NB Ethylene glycol = high lactate (false +ve) on ABG machine but not formal lab assay. Administer fomepizole early (before significant acidosis). Indications for RRT (prefer HD to HF): acidosis, renal failure, EG level > 50 mg/L.

5.3.1.2 HCMA (normal gap)

The approach to HCMA has been extensively reviewed [Rodríguez Soriano (2002); Kraut & Madias (2012); Haque et al. (2012); Sharma et al. (2015)).

The causes can be classified using the urinary anion gap (5.9) and the fractional excretion of bicarbonate (5.14):

POS U AG (UNABLE TO ACIDIFY URINE) RTA RTA type I (always)
RTA RTA type IV (always)
RTA type II (sometimes) *
NEG U AG (ABLE TO ACIDIFY URINE) renal (FEHCO3 > 10 – 15 %) RTA type II (sometimes) *
RTA of renal insufficiency (GFR > 15)
diarrhoea (GI HCO3 loss)
ureteric diversion
pancreatic secretions
biliary secretions

* The UAG is positive in all distal RTA. It may be positive or negative in proximal RTA.

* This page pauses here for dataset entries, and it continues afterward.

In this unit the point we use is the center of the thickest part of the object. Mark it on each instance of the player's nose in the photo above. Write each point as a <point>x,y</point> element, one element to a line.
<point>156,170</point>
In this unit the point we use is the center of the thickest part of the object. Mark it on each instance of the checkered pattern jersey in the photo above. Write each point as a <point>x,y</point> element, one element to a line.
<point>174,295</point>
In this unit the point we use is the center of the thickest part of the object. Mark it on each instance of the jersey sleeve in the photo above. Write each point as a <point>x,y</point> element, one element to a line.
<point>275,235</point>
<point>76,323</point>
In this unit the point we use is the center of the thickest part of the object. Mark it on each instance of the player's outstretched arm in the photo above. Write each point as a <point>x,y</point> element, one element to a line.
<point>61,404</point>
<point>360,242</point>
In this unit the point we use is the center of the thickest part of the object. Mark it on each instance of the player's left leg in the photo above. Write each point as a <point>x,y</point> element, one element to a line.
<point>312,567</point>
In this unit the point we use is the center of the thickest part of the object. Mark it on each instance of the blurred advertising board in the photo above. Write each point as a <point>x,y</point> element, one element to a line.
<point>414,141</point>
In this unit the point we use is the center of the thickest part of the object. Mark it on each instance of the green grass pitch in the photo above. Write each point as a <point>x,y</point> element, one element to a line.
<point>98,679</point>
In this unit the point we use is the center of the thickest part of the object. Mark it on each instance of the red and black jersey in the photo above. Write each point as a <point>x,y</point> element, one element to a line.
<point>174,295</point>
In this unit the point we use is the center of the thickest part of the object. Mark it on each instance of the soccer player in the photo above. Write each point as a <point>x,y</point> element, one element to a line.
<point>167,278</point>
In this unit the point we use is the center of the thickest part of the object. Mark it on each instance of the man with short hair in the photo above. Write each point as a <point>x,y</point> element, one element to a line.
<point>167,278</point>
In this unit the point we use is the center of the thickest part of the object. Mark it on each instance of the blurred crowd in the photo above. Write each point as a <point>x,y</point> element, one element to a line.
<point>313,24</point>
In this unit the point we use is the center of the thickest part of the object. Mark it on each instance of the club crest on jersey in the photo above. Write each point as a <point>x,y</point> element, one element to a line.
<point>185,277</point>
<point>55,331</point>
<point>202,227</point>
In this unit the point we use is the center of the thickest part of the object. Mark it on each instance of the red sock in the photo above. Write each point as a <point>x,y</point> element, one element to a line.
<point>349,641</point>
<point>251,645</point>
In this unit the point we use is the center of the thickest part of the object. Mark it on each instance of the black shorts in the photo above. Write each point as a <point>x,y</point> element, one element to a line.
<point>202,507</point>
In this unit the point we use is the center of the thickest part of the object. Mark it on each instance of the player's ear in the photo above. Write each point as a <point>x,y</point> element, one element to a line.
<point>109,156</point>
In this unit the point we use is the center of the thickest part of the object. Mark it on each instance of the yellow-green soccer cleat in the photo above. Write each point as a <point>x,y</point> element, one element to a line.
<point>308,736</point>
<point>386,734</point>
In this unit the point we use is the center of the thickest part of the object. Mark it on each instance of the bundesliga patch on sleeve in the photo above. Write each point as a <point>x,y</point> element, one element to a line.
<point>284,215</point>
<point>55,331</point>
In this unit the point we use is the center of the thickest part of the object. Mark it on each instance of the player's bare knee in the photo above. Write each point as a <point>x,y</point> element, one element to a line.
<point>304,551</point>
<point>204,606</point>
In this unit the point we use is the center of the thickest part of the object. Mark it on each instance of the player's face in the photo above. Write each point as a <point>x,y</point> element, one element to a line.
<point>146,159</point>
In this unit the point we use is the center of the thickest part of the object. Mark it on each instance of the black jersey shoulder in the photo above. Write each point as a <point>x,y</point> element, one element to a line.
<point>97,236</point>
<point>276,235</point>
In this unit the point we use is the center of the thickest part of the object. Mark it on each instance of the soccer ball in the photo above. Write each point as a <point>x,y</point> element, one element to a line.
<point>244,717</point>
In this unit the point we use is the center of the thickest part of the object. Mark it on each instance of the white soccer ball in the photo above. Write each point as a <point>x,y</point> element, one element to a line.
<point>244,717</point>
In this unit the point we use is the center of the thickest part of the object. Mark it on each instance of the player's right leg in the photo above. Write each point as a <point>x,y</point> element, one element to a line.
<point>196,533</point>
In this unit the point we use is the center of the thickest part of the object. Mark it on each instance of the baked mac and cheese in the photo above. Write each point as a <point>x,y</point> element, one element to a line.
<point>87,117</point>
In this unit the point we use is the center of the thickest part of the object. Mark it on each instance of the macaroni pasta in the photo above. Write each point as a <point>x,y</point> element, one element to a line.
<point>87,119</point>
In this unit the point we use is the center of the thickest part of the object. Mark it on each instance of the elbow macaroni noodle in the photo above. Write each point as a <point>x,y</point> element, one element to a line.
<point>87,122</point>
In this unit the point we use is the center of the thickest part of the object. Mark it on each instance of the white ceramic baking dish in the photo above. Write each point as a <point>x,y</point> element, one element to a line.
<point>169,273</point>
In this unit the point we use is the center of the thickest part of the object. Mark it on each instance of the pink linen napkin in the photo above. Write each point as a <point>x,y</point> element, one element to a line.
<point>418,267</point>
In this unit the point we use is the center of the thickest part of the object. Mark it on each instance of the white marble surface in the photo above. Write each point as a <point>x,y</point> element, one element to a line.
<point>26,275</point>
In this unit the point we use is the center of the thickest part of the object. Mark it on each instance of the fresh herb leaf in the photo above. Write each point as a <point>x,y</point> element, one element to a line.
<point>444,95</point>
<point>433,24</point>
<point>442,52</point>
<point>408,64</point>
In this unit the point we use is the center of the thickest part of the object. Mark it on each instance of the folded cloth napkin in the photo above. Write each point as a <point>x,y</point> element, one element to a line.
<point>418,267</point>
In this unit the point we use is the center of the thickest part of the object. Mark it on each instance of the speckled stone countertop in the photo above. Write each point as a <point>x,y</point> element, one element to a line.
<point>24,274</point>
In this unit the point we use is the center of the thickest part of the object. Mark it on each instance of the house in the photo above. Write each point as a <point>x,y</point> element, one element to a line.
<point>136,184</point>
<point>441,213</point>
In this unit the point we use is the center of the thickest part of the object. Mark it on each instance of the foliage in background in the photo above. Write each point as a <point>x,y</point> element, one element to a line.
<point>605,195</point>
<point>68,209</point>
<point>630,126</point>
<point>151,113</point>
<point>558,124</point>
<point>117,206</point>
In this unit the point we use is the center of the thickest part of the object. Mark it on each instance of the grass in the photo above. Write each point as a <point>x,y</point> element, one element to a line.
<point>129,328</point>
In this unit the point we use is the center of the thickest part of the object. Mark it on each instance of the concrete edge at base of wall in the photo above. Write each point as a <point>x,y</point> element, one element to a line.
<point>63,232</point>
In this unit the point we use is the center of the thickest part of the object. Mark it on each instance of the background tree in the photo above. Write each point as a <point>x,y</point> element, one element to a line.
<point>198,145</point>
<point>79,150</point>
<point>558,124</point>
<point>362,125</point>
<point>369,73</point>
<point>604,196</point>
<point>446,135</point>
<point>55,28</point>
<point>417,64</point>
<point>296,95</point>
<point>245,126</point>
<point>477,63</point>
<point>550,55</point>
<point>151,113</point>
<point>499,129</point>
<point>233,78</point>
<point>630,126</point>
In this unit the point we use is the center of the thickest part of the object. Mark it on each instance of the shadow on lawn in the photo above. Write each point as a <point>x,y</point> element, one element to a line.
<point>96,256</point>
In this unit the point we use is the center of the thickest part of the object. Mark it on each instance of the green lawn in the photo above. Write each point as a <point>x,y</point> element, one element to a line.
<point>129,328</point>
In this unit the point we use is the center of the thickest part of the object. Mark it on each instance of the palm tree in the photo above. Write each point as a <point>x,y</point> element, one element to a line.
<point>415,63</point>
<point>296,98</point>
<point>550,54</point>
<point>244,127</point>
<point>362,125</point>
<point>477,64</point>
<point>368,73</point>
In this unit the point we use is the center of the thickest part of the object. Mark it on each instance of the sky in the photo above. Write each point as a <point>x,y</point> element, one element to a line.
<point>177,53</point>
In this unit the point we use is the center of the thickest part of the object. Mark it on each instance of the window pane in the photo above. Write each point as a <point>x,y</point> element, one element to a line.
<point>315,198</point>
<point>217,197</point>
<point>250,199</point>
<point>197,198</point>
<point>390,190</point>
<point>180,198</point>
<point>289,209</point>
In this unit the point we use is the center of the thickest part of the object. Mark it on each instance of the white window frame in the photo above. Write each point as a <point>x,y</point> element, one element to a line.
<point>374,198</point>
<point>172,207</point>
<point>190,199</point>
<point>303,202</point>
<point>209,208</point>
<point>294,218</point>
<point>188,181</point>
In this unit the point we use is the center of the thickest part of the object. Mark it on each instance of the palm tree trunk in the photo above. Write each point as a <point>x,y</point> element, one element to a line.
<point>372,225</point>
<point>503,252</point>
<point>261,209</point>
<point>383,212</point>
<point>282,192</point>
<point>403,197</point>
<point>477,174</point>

** FEHCO3 also < 5 % in dRTA.

\[\begin{equation} FE_{HCO_{3}} = \frac{U_{HCO_{3}}}{P_{HCO_{3}}} \times \frac{P_{Creat}}{U_{Creat}} \tag{5.14} \end{equation}\]

Hyperchloraemic acidosis may also be caused by iatrogenic chloride excess. This may be particularly pronounced when IV NaCl is used to replace losses of urinary anions that represent a store of “potential bicarbonate” - e.g. ketone bodies or D-lactate (Sabatini & Kurtzman, 2009).

Historically, TPN was a cause of “hyperalimentation acidosis” (as cationic amino acids were metabolised to sulphuric acid) - but contemporary formulations contain a source of potential bicarbonate (e.g. acetate) to offset this.

HCMA in the context of urinary diverstion occurs because colonic epithelium (used to construct neo-bladder) contains a Cl/HCO3 exchanger. Therefore chloride-rich urine promotes massive HCO33 secretion. Colonic epithelium is also permeable to NH3 so that bacterial urease activity can cause hyperammonaemic encephalopathy.